Without a doubt the encroachment of voice communication in online games has become a hot topic of discussion lately. Serious questions have been raised about the implications of this technology on the future of the MMORPG genre and the quality of the communities within. In the not-so-distant future, it’s quite possible that players who once cherished notions of immersion and role-playing may be entirely replaced by a new breed of convenience-driven players.

With the success of services like Teamspeak and Ventrilo, players have flexed their collective muscles. They have shown that much like the real money transaction issue, they have taken the initiative and will do whatever it takes to enhance their gaming experience without the approval of developers. I wonder if they have considered the potential downside that history has shown sometimes comes with new technology. Astrophysicist Michael Shalis points out the following:

The Chinese discovered gunpowder but chose not to develop the gun. We in the West generally accept the notion of the technological imperative which, like natural selection and evolution, inevitably leads where it will and precludes purposeful change, directed progress.
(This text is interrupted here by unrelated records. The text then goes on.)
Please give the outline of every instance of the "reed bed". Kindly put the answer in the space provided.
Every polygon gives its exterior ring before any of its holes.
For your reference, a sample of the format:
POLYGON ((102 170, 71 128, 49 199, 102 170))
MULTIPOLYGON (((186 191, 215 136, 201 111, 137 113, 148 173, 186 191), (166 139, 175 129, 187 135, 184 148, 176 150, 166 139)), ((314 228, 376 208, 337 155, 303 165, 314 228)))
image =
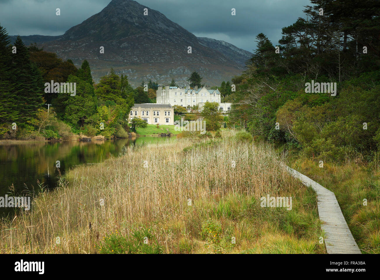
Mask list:
POLYGON ((0 253, 101 253, 136 232, 163 253, 325 253, 313 191, 270 146, 223 134, 132 145, 70 170, 32 211, 2 221, 0 253), (292 210, 260 207, 268 194, 292 197, 292 210))

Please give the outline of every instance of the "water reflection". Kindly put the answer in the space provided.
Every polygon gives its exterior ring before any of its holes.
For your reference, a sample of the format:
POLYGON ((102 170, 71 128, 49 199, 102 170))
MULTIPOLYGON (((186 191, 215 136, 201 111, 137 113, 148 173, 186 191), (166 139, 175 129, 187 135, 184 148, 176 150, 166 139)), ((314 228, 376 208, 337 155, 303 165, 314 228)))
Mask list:
MULTIPOLYGON (((29 142, 0 145, 0 197, 36 193, 41 187, 54 187, 59 173, 75 165, 99 162, 111 155, 118 156, 123 147, 131 143, 170 141, 165 137, 144 137, 132 139, 90 142, 29 142), (59 161, 60 168, 56 166, 59 161)), ((0 214, 11 210, 0 208, 0 214)))

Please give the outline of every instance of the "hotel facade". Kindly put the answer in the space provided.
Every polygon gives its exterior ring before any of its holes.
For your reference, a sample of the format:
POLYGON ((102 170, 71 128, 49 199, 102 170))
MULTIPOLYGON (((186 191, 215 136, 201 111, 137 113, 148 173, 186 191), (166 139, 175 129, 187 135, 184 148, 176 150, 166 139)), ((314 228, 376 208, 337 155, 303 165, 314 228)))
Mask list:
POLYGON ((156 102, 157 104, 170 104, 179 105, 189 109, 194 105, 198 105, 201 110, 205 103, 217 102, 219 109, 223 113, 227 113, 231 109, 231 104, 220 102, 220 93, 218 90, 210 90, 204 86, 198 89, 196 86, 193 90, 187 88, 177 86, 158 86, 156 92, 156 102))

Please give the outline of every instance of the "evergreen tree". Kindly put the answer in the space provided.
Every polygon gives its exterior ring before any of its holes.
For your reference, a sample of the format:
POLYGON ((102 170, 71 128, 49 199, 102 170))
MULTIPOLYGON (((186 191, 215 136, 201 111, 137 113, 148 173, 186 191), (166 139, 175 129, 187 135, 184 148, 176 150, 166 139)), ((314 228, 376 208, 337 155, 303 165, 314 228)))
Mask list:
POLYGON ((13 78, 17 94, 21 116, 19 122, 24 123, 35 115, 43 104, 43 83, 37 66, 30 62, 29 50, 20 36, 14 42, 16 53, 12 54, 13 78))
POLYGON ((169 85, 169 86, 177 86, 177 84, 176 83, 176 82, 174 80, 174 79, 171 79, 171 82, 170 82, 170 84, 169 85))
POLYGON ((202 77, 196 72, 194 71, 191 74, 190 77, 186 80, 190 82, 190 86, 193 88, 195 86, 198 86, 198 87, 201 87, 204 85, 204 84, 201 84, 202 77))
POLYGON ((11 80, 12 49, 5 29, 0 26, 0 135, 19 116, 15 85, 11 80))
POLYGON ((90 85, 92 84, 92 76, 88 62, 85 59, 82 64, 82 66, 78 69, 78 77, 81 80, 86 82, 90 85))

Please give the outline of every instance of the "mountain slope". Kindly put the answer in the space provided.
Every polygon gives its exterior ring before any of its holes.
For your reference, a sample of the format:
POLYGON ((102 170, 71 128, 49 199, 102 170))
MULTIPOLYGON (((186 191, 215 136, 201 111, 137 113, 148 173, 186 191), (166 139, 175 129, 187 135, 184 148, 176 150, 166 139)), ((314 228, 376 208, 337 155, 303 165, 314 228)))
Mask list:
MULTIPOLYGON (((250 56, 233 45, 217 43, 223 41, 197 38, 160 12, 132 0, 112 0, 61 36, 33 36, 44 50, 77 66, 87 59, 96 82, 112 67, 118 74, 128 75, 134 86, 149 79, 165 84, 172 78, 185 85, 194 70, 206 84, 220 85, 239 74, 250 56), (189 46, 192 53, 188 53, 189 46)), ((22 38, 25 37, 30 36, 22 38)))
Whether the mechanics of gameplay are altered from within by the developers or communication is changed from without by the players, technology impacts virtual worlds. We have a collective responsibility as players to determine the future of these worlds by stopping long enough to ask if what we are doing as individuals is good for the MMORPG community. Nothing is inevitable unless we allow it. After all, is said and done, we make our own destiny.